The Avignon Quintet
- Author: Lawrence Durrell
- Language: English
- Series: The Avignon Quintet
- Genre: Novel
- Publisher: Faber & Faber (UK) & Viking (US)
- Publication date: 1992
- Publication place: Great Britain
- Media type: Print (hardback & paperback)
- Pages: 1376 p. (Faber edition)
- ISBN: 0-571-22555-1 (paperback edition)
- OCLC: 173163835
- Preceded by: The Revolt of Aphrodite
- Followed by: Caesar's Vast Ghost

= The Avignon Quintet =

Series of novels by Lawrence Durrell

The Avignon Quintet is a five-volume series of novels by British writer Lawrence Durrell, published between 1974 and 1985. The novels are metafictional. He uses developments in experimental fiction that followed his The Alexandria Quartet (1957–1960). The action of the novels is set before and during World War II, largely in France, Egypt, and Switzerland.

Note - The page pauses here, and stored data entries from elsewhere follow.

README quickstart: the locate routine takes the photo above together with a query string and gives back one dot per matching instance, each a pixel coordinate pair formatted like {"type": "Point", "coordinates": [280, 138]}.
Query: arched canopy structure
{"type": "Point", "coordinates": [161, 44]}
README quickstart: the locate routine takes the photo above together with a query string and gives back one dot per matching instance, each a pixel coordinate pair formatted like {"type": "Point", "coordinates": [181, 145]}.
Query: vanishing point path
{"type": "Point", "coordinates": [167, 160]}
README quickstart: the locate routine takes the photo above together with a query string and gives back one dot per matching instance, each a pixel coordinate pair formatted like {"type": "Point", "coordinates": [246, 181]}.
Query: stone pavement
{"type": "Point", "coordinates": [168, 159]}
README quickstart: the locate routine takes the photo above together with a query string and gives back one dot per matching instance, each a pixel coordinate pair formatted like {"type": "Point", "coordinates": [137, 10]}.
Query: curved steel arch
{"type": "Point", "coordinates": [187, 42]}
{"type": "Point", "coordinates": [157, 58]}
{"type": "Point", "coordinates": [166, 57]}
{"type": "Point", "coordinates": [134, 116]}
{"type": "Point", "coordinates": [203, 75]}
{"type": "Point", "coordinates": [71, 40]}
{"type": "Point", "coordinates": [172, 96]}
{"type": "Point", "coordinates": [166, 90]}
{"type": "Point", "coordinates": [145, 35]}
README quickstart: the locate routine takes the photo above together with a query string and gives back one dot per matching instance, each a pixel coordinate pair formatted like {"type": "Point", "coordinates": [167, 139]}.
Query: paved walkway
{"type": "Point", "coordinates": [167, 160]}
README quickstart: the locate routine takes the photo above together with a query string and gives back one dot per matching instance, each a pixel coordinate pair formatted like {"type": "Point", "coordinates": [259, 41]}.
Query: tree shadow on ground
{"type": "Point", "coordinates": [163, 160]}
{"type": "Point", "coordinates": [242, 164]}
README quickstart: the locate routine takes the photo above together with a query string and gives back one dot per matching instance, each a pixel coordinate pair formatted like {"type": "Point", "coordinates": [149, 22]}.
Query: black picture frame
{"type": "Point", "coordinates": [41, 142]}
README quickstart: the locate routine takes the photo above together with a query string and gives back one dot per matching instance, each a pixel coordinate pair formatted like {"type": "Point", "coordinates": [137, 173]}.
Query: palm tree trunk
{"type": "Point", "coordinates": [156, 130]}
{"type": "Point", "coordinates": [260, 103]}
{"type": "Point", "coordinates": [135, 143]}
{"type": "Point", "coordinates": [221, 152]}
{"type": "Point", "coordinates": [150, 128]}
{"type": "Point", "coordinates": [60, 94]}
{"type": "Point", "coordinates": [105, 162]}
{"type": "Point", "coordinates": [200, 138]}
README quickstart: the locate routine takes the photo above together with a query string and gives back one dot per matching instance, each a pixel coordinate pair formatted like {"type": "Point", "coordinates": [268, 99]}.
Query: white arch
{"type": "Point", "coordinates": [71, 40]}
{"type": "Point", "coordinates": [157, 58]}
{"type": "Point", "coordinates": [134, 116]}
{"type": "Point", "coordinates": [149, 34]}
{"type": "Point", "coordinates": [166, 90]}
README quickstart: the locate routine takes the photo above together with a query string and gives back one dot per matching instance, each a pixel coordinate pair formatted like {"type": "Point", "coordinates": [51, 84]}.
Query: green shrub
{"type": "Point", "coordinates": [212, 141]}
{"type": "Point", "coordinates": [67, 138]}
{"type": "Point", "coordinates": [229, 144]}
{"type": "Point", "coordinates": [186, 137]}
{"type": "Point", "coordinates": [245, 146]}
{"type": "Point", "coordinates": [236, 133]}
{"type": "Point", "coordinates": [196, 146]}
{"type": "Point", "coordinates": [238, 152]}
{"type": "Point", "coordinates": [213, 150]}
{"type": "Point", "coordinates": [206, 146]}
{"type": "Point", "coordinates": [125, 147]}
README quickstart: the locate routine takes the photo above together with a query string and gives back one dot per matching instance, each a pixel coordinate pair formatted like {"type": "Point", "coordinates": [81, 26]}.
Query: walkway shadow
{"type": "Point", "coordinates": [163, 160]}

The novels feature multiple and contradictory narrators, often with each purporting to have written the others as characters in a novel. The thematic materials range from a form of Gnosticism blended with Catharism, obsession with mortality, Fascism, Nazism, and World War II to Holy Grail romances, metafiction, Quantum Mechanics, and sexual identity.

The five novels are:
- Monsieur (1974)
- Livia (1978)
- Constance (1982)
- Sebastian (1983)
- Quinx (1985)

Durrell often referred to the work as a "quincunx." He described them as "roped together like climbers on a rockface, but all independent... a series of books through which the same characters move for all the world as if to illustrate the notion of reincarnation."

The books were not published together as The Avignon Quintet until 1992, two years after Durrell's death in 1990. They were described as a quincunx in the first edition of Quinx. The notion of the quincunx challenges any linear approach to the novels, which is reflected in their stylistic features. The character of Livia may be modeled in part on Unity Mitford, one of the well-known Mitford sisters and a prominent supporter of fascism and friend of Adolf Hitler.

==Reception==
The first novel, Monsieur, received the James Tait Black Memorial Prize of 1974. The middle novel, Constance, was nominated for the 1982 Booker Prize. While the Quintet did not receive the critical approval of his earlier Alexandria Quartet, Durrell was a bestselling and celebrated British author in this period. Records of the Swedish Academy that were opened in 2012 revealed that he had been on the shortlist for the Nobel Prize for Literature in 1962, the year that the American writer John Steinbeck was selected.